Po bolesnej porażce na Allianz Arena z Bayernem, Tito Vilanova dał niektórym swoim zawodnikom kilka dni odpoczynku.
Zespół Tito Vilanovy wkroczył w tę część sezonu z licznymi ograniczeniami spowodowanymi kontuzjami i zmęczeniem fizycznym. Także długi sezon, który rozpoczął się już w sierpniu Superpucharem Hiszpanii, nie sprzyja piłkarzom.
Na formę psychiczną zawodników z pewnością wpłynęły też choroby Tito i Érica Abidala, a w ostatnim czasie niespodziewana kontuzja najlepszego zawodnika – Lionela Messiego.
Po wczorajszym spotkaniu Barça musiała przyjąć gorycz porażki i uznać wyższość Bayernu. Niesprzyjająca atmosfera w samolocie Barcelony była bardzo widoczna.

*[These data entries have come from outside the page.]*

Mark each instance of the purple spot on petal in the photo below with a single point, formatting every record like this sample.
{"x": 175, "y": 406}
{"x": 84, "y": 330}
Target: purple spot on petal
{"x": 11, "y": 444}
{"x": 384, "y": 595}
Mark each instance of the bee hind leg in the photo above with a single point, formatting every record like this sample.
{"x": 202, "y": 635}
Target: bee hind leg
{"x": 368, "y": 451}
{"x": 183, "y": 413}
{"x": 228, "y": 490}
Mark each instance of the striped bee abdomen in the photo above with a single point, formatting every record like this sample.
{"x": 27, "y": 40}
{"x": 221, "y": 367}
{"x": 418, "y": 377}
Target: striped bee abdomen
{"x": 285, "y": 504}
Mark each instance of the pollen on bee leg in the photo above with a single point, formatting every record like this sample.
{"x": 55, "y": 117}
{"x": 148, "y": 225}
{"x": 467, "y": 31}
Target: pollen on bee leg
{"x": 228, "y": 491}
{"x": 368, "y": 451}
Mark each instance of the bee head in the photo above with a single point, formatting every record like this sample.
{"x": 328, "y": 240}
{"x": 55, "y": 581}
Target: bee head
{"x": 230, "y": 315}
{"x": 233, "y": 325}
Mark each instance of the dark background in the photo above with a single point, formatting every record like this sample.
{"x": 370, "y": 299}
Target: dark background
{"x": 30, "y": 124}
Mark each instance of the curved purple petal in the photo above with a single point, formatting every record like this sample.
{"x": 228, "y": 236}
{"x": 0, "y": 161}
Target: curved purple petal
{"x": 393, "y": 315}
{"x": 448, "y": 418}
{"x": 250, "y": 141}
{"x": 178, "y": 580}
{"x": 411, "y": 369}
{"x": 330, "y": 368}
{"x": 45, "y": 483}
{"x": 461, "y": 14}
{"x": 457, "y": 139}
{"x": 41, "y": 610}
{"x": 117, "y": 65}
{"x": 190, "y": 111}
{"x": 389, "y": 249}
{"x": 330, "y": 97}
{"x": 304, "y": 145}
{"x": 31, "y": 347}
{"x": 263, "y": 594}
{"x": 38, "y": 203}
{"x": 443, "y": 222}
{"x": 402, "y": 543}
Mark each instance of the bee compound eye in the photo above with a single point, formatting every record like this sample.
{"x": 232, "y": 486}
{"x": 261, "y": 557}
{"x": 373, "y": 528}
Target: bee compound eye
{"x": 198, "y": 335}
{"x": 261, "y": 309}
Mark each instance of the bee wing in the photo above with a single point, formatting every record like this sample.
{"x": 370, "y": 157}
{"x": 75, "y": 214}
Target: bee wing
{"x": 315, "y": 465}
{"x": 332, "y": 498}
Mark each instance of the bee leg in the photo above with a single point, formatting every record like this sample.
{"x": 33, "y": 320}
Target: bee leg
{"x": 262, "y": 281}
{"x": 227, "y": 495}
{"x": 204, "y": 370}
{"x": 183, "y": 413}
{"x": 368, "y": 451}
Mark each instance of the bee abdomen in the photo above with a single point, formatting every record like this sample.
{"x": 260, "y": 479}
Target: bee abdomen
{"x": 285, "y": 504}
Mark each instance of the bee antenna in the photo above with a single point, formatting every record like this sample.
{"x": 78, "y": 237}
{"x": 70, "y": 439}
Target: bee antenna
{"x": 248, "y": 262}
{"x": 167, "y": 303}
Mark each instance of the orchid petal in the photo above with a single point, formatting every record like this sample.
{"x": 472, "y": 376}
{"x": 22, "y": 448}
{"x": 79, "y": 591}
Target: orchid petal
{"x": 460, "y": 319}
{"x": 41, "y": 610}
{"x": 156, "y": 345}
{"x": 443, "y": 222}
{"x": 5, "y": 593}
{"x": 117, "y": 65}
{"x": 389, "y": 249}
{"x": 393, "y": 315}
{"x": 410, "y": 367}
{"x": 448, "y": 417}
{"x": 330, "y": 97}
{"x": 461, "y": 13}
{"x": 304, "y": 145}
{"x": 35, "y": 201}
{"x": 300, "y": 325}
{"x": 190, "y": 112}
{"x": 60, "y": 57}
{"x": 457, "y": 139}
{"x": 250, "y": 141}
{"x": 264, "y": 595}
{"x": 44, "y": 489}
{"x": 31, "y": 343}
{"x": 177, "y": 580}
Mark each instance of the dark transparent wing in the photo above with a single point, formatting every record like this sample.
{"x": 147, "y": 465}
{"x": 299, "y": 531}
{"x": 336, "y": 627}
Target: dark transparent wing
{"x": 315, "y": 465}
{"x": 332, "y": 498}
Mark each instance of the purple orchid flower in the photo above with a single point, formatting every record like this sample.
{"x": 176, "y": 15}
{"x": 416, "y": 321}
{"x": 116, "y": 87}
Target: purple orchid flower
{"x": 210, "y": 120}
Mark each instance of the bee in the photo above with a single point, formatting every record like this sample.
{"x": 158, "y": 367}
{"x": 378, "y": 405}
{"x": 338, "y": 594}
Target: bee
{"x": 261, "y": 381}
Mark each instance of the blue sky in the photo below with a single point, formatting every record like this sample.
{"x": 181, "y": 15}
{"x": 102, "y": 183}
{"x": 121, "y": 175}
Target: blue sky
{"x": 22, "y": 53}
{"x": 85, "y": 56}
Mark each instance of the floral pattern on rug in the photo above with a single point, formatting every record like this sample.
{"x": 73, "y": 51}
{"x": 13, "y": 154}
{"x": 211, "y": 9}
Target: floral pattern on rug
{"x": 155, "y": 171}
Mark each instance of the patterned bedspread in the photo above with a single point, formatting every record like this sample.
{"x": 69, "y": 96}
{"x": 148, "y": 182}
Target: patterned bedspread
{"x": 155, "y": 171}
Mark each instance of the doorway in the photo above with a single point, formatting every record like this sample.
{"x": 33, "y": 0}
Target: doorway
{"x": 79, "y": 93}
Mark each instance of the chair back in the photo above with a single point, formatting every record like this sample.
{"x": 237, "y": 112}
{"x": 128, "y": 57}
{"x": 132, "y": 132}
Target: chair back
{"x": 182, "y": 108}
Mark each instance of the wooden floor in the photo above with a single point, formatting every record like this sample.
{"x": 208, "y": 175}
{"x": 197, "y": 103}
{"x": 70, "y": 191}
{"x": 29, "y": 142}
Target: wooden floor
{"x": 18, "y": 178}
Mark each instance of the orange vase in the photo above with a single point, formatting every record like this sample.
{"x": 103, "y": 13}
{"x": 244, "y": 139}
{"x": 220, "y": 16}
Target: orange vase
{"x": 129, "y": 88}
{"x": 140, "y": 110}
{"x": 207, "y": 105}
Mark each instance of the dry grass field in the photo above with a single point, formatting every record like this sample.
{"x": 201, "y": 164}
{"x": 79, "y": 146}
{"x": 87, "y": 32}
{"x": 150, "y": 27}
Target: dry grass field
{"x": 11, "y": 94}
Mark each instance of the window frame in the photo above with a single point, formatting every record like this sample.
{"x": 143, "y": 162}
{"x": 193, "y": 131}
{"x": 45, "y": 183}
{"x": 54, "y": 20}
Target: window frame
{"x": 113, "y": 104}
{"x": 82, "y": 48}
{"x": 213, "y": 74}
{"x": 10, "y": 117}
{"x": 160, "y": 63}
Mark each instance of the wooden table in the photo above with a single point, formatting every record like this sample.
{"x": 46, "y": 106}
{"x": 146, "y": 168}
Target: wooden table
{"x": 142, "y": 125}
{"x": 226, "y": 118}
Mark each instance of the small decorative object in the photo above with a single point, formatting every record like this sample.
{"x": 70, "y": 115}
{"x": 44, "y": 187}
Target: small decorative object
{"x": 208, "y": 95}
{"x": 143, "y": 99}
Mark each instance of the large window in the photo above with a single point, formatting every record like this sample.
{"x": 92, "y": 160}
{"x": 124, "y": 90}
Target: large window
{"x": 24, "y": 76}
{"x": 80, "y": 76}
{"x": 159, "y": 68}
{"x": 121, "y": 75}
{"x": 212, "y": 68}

Zwłaszcza, że na pokładzie zabrakło Gerarda Piqué i doktora Ricarda Pruny, co było spowodowane kontrolą antydopingową. To jeszcze bardziej pogrążyło zawodników w smutku.
Wszyscy zawodnicy wchodzący na pokład mieli przygaszone miny, a zwłaszcza Leo Messi i Marca Bartra, którzy powoli wchodząc po schodach dali sygnał, że są załamani faktem wystąpienia w rewanżu. Na takie gesty nie potrzeba już słów.
Dyrektor sportowy Andoni Zubizarreta będzie miał, więc wiele do omówienia w najbliższym tygodniu. Zawodnicy zaś muszą jak najszybciej się pozbierać i stanąć do walki z Bilbao w meczu ligowym.
Później przyjdzie czas na dokonanie głębszej analizy obecnej sytuacji Barcelony i omówienia tego, co powinno być zrobione w przyszłości. Nikt więc nie powinien mówić o „końcu pewnej ery „, ale o „transformacji „.